Review: Graham Swift’s ‘Mothering Sunday,’ a Haunting Day Forever Relived
Mr. Swift’s novels have long had a bookish air about them: “Waterland” (1984) vibrated with echoes of Hardy, Melville and Sterne; “Last Orders” (1996) read like an English variation on Faulkner’s “As I Lay Dying”; and “The Light of Day” (2003) politely filched characters and plot points from Hammett and Chandler and countless noir movies.
In the case of “Mothering Sunday,” Mr. Swift makes little nods and bows to “Downton Abbey,” “Upstairs, Downstairs,” as well as Woolf’s “Mrs. Dalloway,” Kazuo Ishiguro’s “The Remains of the Day” and Ian McEwan’s “On Chesil Beach.” But “Sunday” wears such borrowings lightly. As a result, it feels less self-consciously literary than Mr. Swift’s earlier novels, and while it has a haunting, ceremonious pace, it also possesses a new emotional intensity. We are granted access to young Jane Fairchild’s mind, as she sees her lover, Paul Sheringham, for the last time before he leaves home to marry his wealthy fiancée, and we are given glimpses of Jane some six decades later, as her mind continually flits back to that long-ago day.
Because Jane’s farewell date with Paul occurs on “Mothering Sunday” (the fourth Sunday of Lent, when domestic servants were traditionally given the day off to visit their families) and his parents, too, are gone for the day, he invites Jane over to his house and to his bedroom — something, in the seven years she’s been secretly seeing him, that she scarcely dreamed might happen, so rigid is the class hierarchy that Mr. Swift depicts in 1920s England.
The couple spend the sunlit morning together in bed, and then Paul gets up to dress for a lunch date with Emma, the girl he is to marry in two weeks. Jane tries to memorize everything she sees in his room — the chair on which their clothes are strewn, the dressing table, the framed photographs of Paul’s two brothers who were killed in the war. She remembers Paul’s last words to her, the lack of a formal goodbye, and she scrolls back through their affair in her mind — their clandestine meetings in the fields, between the stables and greenhouse, her promotion from whore of sorts (he paid her for their first encounters) to “friend,” her ability to “out-clever” him and her inability, even decades later, to forget “her inner curtsy.”
Mr.
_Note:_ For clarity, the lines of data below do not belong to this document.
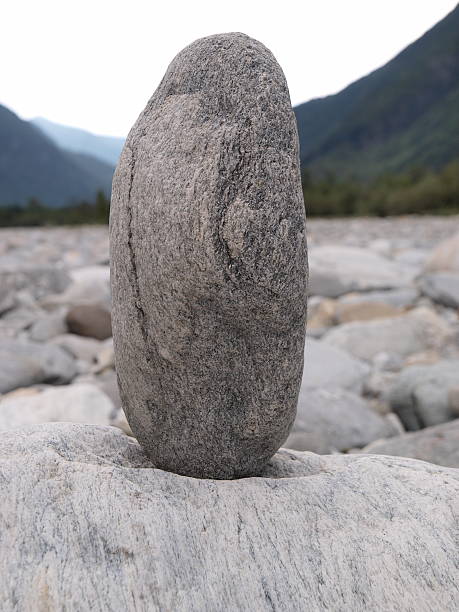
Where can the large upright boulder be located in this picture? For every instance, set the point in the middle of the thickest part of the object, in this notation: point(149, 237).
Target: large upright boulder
point(209, 262)
point(87, 523)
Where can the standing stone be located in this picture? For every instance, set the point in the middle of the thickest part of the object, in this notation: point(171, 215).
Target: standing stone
point(209, 263)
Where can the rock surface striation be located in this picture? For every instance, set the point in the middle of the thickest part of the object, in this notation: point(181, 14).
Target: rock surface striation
point(209, 263)
point(88, 523)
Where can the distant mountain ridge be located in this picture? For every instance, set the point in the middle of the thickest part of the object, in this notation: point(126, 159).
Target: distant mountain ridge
point(106, 148)
point(32, 166)
point(402, 115)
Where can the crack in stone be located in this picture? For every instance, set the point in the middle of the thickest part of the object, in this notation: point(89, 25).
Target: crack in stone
point(141, 315)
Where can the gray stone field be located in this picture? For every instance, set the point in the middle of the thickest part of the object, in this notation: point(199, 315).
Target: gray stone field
point(86, 520)
point(382, 348)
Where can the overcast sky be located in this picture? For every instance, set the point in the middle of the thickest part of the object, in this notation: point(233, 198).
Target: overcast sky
point(93, 64)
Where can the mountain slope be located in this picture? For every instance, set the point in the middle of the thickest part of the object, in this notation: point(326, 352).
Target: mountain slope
point(403, 114)
point(106, 148)
point(32, 166)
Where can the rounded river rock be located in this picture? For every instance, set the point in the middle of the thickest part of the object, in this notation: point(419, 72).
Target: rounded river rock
point(209, 263)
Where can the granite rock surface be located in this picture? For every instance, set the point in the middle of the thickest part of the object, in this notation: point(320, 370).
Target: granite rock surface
point(439, 444)
point(88, 523)
point(209, 262)
point(421, 394)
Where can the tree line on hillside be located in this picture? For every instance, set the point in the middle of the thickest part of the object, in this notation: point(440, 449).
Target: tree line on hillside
point(35, 213)
point(417, 191)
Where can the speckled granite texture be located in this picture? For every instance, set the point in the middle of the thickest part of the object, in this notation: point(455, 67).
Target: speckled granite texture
point(87, 523)
point(209, 263)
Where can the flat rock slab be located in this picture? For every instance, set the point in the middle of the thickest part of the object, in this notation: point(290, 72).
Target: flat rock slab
point(88, 523)
point(330, 420)
point(27, 363)
point(419, 330)
point(421, 395)
point(445, 257)
point(442, 288)
point(336, 270)
point(209, 262)
point(439, 444)
point(78, 403)
point(327, 366)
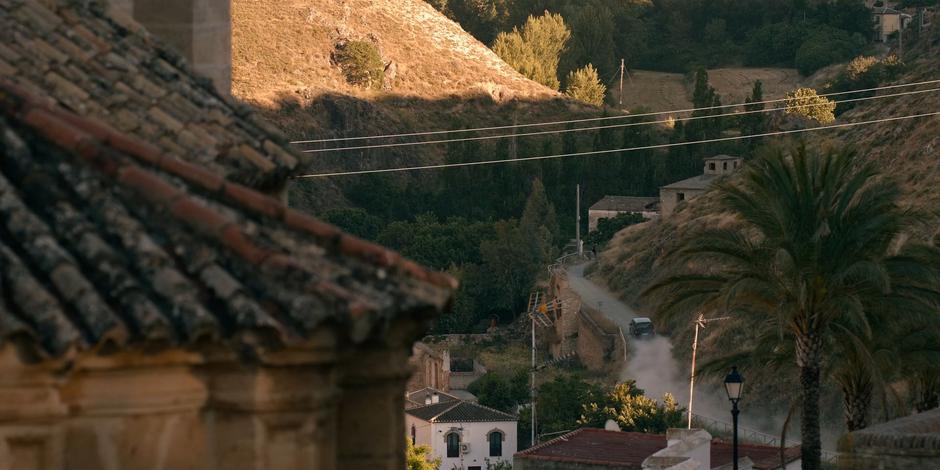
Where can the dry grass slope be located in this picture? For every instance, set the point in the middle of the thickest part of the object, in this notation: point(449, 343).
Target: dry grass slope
point(286, 45)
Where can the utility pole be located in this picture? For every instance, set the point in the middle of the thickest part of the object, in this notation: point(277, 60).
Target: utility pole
point(578, 219)
point(900, 35)
point(700, 322)
point(532, 378)
point(622, 68)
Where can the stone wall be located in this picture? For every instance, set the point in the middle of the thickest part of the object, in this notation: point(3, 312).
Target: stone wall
point(598, 349)
point(199, 30)
point(431, 369)
point(310, 408)
point(912, 443)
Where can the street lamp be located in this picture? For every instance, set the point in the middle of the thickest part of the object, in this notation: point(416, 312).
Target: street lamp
point(733, 384)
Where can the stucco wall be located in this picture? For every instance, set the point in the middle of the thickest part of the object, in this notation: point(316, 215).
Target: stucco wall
point(474, 434)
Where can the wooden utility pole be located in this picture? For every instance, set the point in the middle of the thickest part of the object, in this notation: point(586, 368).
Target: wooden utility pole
point(578, 219)
point(700, 322)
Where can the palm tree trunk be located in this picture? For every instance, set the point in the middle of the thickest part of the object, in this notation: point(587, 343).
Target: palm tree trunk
point(808, 355)
point(857, 401)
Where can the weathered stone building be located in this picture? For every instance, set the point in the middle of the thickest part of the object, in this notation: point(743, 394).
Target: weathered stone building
point(431, 368)
point(156, 309)
point(715, 167)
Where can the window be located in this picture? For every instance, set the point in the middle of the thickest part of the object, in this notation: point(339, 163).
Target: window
point(453, 445)
point(496, 443)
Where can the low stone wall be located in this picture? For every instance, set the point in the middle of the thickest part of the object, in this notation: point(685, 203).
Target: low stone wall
point(912, 443)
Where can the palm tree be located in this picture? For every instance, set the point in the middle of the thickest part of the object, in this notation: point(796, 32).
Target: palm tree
point(806, 243)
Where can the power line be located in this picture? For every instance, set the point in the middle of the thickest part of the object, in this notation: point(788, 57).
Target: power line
point(609, 126)
point(603, 118)
point(600, 152)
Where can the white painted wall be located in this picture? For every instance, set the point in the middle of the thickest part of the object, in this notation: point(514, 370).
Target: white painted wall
point(433, 435)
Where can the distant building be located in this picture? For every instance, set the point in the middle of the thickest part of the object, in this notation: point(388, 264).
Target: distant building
point(599, 449)
point(431, 368)
point(612, 206)
point(715, 167)
point(888, 21)
point(463, 435)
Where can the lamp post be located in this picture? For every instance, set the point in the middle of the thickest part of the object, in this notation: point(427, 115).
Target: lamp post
point(733, 384)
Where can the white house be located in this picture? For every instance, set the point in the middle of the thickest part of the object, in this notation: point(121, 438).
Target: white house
point(463, 435)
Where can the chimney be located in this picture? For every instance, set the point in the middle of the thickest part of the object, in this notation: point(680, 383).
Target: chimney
point(199, 30)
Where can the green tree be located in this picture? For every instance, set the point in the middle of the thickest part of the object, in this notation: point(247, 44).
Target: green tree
point(584, 85)
point(536, 49)
point(805, 103)
point(633, 411)
point(539, 221)
point(812, 232)
point(756, 121)
point(511, 262)
point(561, 402)
point(607, 228)
point(419, 457)
point(361, 63)
point(355, 221)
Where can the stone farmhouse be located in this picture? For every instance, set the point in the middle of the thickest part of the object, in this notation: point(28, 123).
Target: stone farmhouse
point(679, 449)
point(888, 21)
point(464, 435)
point(612, 206)
point(160, 307)
point(715, 167)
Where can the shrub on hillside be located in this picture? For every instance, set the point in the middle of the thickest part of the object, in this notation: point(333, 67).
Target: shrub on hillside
point(535, 50)
point(361, 63)
point(607, 228)
point(584, 85)
point(804, 102)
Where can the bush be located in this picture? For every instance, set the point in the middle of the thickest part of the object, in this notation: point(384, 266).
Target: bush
point(535, 50)
point(606, 228)
point(361, 63)
point(585, 86)
point(804, 102)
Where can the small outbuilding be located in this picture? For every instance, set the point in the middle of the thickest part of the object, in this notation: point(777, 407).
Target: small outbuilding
point(715, 167)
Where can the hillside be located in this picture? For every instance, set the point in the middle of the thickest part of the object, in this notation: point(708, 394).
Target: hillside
point(282, 65)
point(908, 149)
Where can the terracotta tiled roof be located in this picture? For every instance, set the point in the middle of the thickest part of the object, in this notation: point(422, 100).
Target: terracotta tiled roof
point(106, 239)
point(96, 67)
point(628, 450)
point(458, 412)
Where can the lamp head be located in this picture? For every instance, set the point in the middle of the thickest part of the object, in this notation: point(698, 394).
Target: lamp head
point(733, 384)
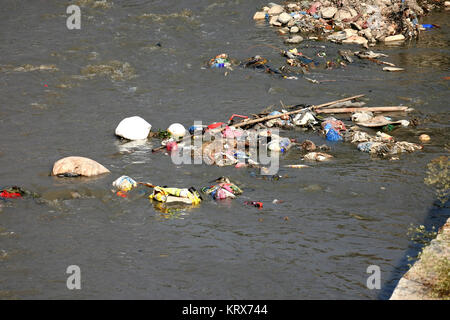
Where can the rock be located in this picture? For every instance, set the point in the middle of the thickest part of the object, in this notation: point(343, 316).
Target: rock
point(397, 37)
point(294, 40)
point(78, 166)
point(284, 18)
point(275, 10)
point(356, 40)
point(274, 21)
point(328, 12)
point(133, 128)
point(338, 36)
point(293, 7)
point(350, 32)
point(353, 12)
point(294, 29)
point(260, 15)
point(342, 14)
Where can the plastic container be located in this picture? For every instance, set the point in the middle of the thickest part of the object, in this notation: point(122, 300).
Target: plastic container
point(177, 130)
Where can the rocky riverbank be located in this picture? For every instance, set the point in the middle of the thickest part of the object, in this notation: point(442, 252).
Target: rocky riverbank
point(351, 21)
point(429, 277)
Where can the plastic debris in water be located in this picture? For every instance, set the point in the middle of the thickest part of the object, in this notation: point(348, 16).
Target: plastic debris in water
point(256, 204)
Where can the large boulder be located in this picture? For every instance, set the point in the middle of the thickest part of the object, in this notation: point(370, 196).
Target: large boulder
point(78, 166)
point(133, 128)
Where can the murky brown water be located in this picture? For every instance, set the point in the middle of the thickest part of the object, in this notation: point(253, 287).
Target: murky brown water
point(342, 216)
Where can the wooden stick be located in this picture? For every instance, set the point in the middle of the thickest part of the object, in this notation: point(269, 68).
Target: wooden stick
point(372, 109)
point(253, 121)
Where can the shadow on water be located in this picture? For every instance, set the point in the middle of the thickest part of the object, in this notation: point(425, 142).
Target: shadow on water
point(436, 217)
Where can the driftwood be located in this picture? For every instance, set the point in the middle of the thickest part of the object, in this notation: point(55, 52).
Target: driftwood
point(371, 109)
point(266, 118)
point(253, 121)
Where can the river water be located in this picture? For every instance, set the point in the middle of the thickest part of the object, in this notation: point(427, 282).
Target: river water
point(335, 220)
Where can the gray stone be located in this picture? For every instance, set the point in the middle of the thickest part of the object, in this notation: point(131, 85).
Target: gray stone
point(342, 14)
point(274, 21)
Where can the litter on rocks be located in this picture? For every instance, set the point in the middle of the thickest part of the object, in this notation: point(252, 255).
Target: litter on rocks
point(256, 204)
point(188, 196)
point(361, 22)
point(222, 190)
point(124, 183)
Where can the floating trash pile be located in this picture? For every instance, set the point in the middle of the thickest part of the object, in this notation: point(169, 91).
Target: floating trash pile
point(350, 22)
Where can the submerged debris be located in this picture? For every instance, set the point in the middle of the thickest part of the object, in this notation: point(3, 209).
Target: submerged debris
point(359, 22)
point(114, 69)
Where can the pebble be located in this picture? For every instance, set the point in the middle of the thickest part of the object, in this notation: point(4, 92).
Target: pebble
point(275, 10)
point(260, 15)
point(424, 138)
point(328, 12)
point(397, 37)
point(274, 21)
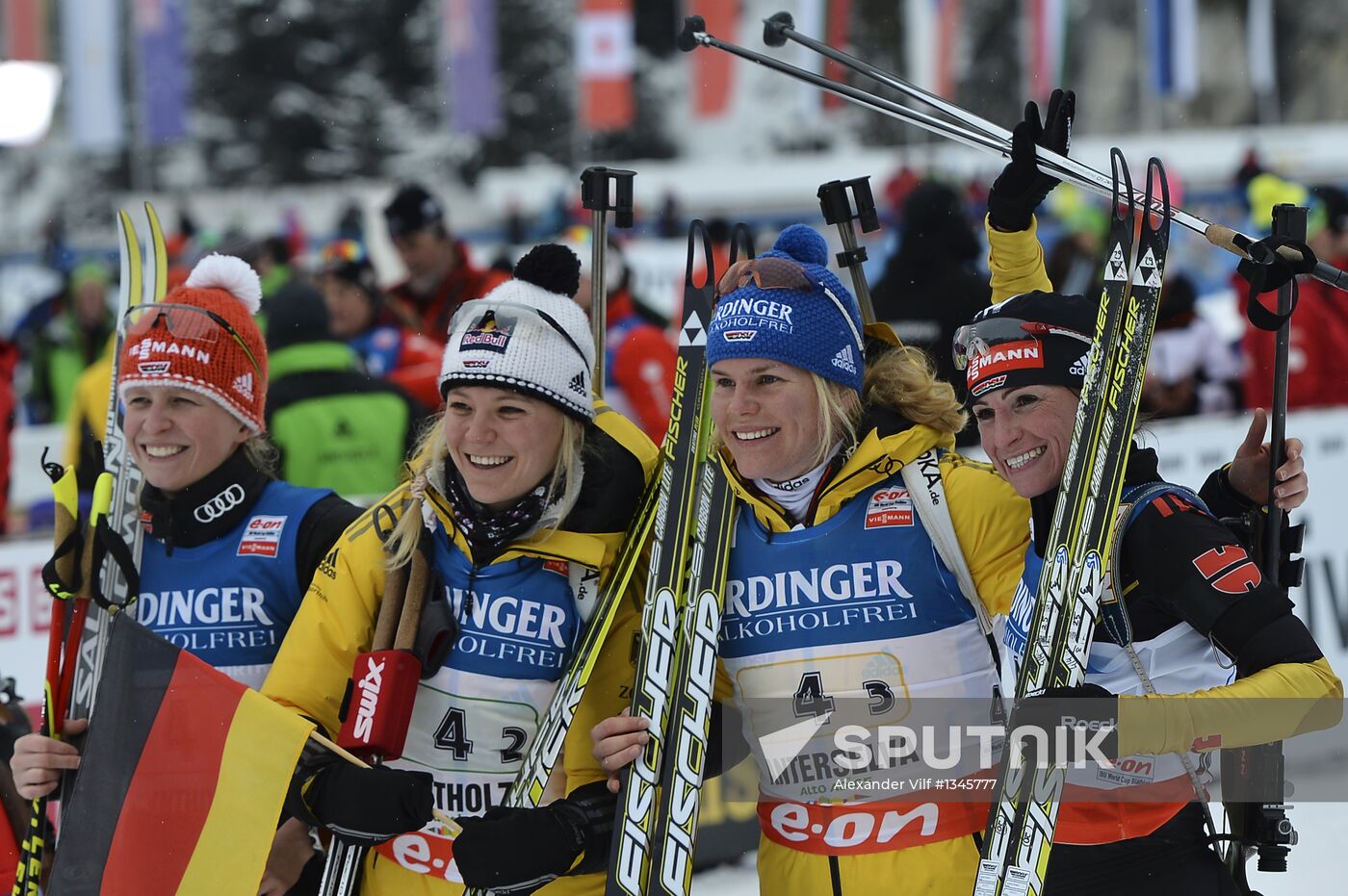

Swift’s narrative is elliptical — we get only the faintest hint of how Jane actually embarked on her career as a writer or came to marry an Oxford-trained philosopher. But he shows us the seeds of her vocation: the observational gifts she developed as a housemaid; the freedom she felt, as an orphan, to invent an identity for herself; her love of books facilitated by her access to the library in the house where she worked.